Churchly Quality Control X: a sad case study

Over at titusonenine and at the Leadership Journal, there is a sad case study of how divisions and poor leadership brought down an ECUSA parish in the aftermath of the 2003 General Convention.

I think there are a number of things relative to church leadership and CQC to be learned from “Trinity” parish. The writer's point that striving for consensus must not become an unanimity trap is especially well taken. Now at my previous church, Denton Bible Church, the elders do insist on unanimity among them. And it seems to have worked well. But I still think insisting on unanimity can be a trap. And it certainly was for this parish.

But for all its good points, I think the article overlooks a more basic problem at the parish.
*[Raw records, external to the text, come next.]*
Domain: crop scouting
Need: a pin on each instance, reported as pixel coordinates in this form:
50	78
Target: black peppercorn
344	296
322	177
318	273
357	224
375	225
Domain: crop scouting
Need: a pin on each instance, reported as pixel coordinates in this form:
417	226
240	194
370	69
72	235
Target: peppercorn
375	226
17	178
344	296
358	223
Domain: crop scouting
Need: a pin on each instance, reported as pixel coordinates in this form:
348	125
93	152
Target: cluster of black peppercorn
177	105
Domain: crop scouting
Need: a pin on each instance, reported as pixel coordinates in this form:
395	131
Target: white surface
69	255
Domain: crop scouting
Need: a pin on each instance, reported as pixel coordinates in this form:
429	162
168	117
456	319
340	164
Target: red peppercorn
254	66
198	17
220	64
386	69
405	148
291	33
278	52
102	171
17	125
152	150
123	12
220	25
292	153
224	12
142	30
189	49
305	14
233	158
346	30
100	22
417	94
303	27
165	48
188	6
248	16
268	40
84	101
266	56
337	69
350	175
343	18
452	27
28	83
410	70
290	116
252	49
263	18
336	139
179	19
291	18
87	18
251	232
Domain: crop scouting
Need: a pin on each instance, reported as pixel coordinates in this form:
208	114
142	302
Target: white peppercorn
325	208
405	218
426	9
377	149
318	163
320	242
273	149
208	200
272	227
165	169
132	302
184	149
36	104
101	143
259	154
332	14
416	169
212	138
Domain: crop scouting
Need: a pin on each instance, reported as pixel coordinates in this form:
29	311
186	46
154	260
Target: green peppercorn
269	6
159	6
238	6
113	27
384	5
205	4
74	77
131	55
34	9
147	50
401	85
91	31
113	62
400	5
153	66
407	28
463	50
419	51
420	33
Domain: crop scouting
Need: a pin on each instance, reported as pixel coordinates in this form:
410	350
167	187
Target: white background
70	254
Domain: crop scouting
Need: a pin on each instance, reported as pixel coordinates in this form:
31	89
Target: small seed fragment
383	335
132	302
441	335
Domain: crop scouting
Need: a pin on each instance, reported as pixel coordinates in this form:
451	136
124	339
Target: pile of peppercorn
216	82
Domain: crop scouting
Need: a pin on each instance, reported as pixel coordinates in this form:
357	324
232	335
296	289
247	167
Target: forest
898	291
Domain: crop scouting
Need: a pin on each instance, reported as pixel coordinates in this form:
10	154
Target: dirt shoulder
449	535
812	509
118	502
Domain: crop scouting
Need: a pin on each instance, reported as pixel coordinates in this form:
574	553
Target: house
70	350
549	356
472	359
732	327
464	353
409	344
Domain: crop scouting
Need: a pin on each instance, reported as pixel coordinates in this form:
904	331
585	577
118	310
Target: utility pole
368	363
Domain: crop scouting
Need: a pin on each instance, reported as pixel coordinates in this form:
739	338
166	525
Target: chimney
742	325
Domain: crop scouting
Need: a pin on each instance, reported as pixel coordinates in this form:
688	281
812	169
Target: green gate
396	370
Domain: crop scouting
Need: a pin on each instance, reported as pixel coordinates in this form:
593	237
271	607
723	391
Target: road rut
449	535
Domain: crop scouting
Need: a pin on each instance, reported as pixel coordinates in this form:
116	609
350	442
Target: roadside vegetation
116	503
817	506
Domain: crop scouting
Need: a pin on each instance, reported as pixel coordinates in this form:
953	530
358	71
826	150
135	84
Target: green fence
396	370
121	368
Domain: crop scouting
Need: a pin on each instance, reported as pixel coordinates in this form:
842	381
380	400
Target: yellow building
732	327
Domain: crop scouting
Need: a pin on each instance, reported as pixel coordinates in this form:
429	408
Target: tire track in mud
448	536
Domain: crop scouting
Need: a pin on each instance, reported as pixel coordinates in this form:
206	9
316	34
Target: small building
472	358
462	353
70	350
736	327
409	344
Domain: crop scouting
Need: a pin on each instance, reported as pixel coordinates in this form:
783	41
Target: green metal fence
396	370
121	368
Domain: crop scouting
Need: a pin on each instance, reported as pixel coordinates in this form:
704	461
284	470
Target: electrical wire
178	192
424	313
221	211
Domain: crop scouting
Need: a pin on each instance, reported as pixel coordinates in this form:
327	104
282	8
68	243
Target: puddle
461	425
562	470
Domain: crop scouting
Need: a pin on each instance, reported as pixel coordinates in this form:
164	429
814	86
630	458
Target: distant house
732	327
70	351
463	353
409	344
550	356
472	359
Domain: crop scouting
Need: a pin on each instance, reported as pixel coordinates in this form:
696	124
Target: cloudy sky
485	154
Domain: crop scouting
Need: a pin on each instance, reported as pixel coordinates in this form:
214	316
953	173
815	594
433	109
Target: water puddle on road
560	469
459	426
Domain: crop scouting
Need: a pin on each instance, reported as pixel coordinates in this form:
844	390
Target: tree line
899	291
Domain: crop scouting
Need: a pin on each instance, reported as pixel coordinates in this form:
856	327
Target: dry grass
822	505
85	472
The problems on the parish level after GC 2003 began thus:

During the first Vestry meeting after the crisis, we were considering a motion that would have put the church on record as repudiating the actions of the recent General Convention. As the motion was being discussed, Jane, a liberal member, blurted out on the verge of tears, "If this passes, I'm leaving the church."

And instead of gently saying they hope she stays but they are going to do the right thing, the Vestry let this and other whiny liberals delay and muck everything up.

“Jane” and other liberals should not have been on the Vestry in the first place. You don’t put liberals or anyone else unfaithful to scripture in positions of leadership. If they don’t hold to the authority of God’s word, then they shouldn’t be exercising authority over God’s church, period, no matter how much they contribute or how nice they are or how long she’s been a member, etc.

Yes, excluding liberals from leadership will have a cost in some churches. People and money may leave in hurt and anger. But real discipleship and faithfulness are always costly.

But what if you already have liberals in leadership? Then you respect their leadership as much as you can without being unfaithful to Christ until you can remove them in the proper manner. In the meantime, you don’t let them run the show if you can stop them. If that makes them have a temper tantrum or threaten to leave, you respond graciously, but again you don’t let liberals dictate the direction of the church. Trinity parish was about to head in the right direction in responding to GC 2003 until it let the liberal minority dictate matters. Instead, things became an awful mess.

Yes, this post may seem mean. And I don’t want to run liberals out of churches. But a little leaven leavens the whole loaf. Liberals didn’t lead the mainline denominations into apostasy in one day. They began by taking advantage of the niceness of conservatives to get a foothold into leadership positions many years ago. Then over decades they took over session after session, vestry after vestry, presbytery after presbytery, diocese after diocese . . .

It could have been stopped at the parish/congregation level. But orthodox Christians were too stinking nice to do so. They were too nice at Trinity parish, too, and look what happened.

Sometimes, love is being firm and standing for what is right and refusing to back down.